In absolute terms, NPAs increased 32.7 percent year on year to Rs 3.46 lakh crore at the end of March.
The 20 banks that have declared their earnings for the March quarter so far saw their collective non-performing assets rise to 8.32 percent of all the loans on their books, CARE Ratings said in a report.
Of the 20 lenders, 11 belonged to the private sector, while 9 were state-owned. At the end of March last year, their collective NPAs constituted 7.17 percent of their loans.
In absolute terms, NPAs increased 32.7 percent year on year to Rs 3.46 lakh crore at the end of March. In comparison, all their advances put together rose 14.4 percent over the same period.

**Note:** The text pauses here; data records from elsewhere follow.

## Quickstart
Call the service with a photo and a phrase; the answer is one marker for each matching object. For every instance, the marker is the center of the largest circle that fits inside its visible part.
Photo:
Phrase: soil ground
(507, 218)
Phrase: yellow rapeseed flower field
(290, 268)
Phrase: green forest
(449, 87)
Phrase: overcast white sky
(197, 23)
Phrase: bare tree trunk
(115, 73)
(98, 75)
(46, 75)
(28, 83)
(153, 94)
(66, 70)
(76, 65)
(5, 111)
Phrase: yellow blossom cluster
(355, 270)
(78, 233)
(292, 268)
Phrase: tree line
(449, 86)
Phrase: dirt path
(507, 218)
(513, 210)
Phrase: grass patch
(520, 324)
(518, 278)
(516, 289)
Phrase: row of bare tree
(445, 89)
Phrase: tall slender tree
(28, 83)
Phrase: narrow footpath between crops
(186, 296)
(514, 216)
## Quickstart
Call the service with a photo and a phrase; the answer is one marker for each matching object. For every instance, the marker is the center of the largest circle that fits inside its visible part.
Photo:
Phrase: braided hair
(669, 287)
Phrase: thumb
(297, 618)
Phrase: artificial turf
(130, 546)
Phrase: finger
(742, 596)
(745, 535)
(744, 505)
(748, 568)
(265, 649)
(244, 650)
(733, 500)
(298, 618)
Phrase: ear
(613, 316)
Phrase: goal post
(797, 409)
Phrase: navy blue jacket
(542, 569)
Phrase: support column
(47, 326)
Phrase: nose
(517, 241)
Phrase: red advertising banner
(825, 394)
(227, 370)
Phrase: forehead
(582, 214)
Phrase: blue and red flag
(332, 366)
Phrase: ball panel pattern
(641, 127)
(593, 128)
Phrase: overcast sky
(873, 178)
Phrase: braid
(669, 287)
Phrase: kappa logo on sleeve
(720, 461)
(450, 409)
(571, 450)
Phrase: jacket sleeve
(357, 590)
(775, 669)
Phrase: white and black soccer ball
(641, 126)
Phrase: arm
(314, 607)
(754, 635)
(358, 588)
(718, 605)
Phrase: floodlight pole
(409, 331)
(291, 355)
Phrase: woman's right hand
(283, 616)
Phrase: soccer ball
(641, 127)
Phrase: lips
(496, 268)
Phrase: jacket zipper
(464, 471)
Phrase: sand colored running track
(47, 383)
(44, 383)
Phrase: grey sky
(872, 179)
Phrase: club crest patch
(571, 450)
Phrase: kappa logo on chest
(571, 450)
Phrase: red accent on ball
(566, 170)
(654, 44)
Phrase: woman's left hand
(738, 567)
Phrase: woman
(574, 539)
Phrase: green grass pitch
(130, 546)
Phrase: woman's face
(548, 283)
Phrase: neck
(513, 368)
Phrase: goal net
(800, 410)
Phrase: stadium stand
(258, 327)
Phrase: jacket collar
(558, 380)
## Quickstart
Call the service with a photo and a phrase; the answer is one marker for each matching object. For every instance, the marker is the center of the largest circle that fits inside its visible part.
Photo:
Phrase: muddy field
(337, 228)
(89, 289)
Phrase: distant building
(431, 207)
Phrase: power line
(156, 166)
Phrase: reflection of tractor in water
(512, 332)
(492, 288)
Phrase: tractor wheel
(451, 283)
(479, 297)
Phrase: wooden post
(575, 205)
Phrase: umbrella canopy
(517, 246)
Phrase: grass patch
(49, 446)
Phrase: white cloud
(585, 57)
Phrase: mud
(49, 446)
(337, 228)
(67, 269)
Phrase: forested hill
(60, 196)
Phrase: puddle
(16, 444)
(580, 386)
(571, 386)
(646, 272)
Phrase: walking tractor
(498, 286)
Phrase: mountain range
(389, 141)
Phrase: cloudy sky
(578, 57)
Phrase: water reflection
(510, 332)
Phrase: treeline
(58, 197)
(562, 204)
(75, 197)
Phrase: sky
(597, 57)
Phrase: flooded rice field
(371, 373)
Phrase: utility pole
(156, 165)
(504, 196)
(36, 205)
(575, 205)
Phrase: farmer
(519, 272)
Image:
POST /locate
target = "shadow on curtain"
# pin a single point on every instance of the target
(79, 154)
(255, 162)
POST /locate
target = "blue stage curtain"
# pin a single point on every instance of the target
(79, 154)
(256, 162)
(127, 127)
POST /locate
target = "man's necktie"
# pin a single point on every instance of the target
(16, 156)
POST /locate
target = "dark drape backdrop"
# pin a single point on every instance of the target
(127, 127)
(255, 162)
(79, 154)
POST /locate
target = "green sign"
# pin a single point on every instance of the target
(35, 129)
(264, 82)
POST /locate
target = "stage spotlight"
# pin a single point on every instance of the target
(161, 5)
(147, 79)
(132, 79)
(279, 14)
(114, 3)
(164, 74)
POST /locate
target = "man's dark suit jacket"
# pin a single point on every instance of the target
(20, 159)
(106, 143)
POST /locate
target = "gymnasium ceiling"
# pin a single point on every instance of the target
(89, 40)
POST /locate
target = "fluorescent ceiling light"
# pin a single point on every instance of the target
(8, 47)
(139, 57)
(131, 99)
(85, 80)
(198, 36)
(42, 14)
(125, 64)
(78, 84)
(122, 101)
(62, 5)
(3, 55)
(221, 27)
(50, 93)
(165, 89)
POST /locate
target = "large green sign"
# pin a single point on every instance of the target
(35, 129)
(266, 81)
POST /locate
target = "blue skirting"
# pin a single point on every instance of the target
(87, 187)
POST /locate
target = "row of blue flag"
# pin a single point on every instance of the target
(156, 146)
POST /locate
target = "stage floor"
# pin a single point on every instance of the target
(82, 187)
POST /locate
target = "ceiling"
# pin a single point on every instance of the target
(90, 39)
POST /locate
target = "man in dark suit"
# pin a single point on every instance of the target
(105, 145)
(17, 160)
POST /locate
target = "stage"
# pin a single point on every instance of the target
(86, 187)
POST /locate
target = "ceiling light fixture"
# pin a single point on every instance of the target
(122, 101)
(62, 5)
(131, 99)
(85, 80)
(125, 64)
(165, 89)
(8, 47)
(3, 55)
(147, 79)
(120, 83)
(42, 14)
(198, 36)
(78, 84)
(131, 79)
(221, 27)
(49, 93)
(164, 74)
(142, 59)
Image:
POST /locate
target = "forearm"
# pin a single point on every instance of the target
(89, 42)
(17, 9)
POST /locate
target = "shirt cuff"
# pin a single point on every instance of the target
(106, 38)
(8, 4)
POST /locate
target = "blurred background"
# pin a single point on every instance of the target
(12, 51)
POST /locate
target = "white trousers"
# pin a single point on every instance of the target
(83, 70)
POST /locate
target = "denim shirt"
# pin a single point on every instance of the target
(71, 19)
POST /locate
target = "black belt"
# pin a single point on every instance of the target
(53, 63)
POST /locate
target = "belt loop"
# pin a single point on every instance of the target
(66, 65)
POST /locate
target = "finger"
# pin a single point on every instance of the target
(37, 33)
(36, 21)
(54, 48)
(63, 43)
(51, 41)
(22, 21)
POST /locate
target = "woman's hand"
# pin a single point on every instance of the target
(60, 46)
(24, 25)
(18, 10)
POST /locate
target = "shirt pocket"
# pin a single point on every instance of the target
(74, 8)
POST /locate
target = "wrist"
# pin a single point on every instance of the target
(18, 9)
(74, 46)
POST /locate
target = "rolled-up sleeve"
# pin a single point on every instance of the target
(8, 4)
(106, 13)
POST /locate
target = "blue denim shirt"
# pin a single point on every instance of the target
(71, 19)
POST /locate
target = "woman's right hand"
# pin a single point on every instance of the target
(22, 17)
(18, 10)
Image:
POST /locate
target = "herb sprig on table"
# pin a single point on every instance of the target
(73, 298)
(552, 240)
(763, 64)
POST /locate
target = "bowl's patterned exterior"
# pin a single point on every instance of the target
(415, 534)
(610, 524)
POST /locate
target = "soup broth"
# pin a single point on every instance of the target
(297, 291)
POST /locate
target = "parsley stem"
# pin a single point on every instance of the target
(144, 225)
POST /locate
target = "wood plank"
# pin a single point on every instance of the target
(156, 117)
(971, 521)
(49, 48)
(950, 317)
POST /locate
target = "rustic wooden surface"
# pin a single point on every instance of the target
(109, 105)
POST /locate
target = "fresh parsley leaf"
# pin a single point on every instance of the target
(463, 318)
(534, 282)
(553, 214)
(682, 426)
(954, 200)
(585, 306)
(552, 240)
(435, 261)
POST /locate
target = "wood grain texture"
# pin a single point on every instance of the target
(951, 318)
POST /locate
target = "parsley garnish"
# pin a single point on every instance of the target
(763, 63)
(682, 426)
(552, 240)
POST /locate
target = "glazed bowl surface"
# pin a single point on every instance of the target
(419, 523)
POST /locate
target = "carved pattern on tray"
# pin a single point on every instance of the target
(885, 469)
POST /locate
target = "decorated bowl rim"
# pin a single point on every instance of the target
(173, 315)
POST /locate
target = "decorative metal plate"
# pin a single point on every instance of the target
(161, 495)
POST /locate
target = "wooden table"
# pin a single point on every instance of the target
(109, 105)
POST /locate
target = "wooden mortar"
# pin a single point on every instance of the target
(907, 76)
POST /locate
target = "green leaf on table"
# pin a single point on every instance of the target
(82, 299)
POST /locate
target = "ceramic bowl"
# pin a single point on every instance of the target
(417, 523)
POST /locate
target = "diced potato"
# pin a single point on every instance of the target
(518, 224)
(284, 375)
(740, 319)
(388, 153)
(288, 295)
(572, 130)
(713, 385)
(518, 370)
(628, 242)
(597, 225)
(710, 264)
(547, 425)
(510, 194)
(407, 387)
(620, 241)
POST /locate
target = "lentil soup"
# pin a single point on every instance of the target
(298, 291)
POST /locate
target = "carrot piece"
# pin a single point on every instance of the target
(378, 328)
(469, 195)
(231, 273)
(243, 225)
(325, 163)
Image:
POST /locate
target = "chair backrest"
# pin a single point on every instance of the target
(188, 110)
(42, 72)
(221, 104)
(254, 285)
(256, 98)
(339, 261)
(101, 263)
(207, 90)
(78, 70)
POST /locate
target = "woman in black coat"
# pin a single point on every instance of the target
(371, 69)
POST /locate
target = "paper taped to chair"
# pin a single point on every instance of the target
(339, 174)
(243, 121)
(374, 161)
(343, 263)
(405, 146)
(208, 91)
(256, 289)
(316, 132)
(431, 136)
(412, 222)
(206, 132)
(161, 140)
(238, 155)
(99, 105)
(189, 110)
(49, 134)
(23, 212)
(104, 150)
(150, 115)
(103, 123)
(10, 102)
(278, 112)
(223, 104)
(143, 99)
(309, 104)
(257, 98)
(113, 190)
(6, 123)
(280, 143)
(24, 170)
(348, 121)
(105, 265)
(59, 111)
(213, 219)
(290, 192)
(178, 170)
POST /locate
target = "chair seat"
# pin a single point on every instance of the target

The share of NPAs in total loans, also called NPA ratio, increased for all banks except Yes Bank and Kotak Mahindra Bank among the private ones, and Vijaya Bank and Indian Bank among the state-owned ones.
The banks that saw their NPA ratio rise the most over the last year were UCO Bank (7.52 percent of total loans), Dena Bank (5.77 percent), Union Bank (4.56 percent), Oriental Bank of Commerce (3.90 percent), Allahabad Bank (2.87 percent) and Bank of Maharashtra (2.55 percent).
Among private banks, Axis Bank's NPA ratio rose the most.
In terms of new NPAs, which weren't on the books this time last year, Union Bank, Canara Bank, Allahabad Bank, Dena Bank and Oriental Bank of Commerce reported the highest figures among the public sector lenders.
Among private banks, ICICI Bank and Axis Bank saw the highest amount of new NPAs over the past year, CARE said.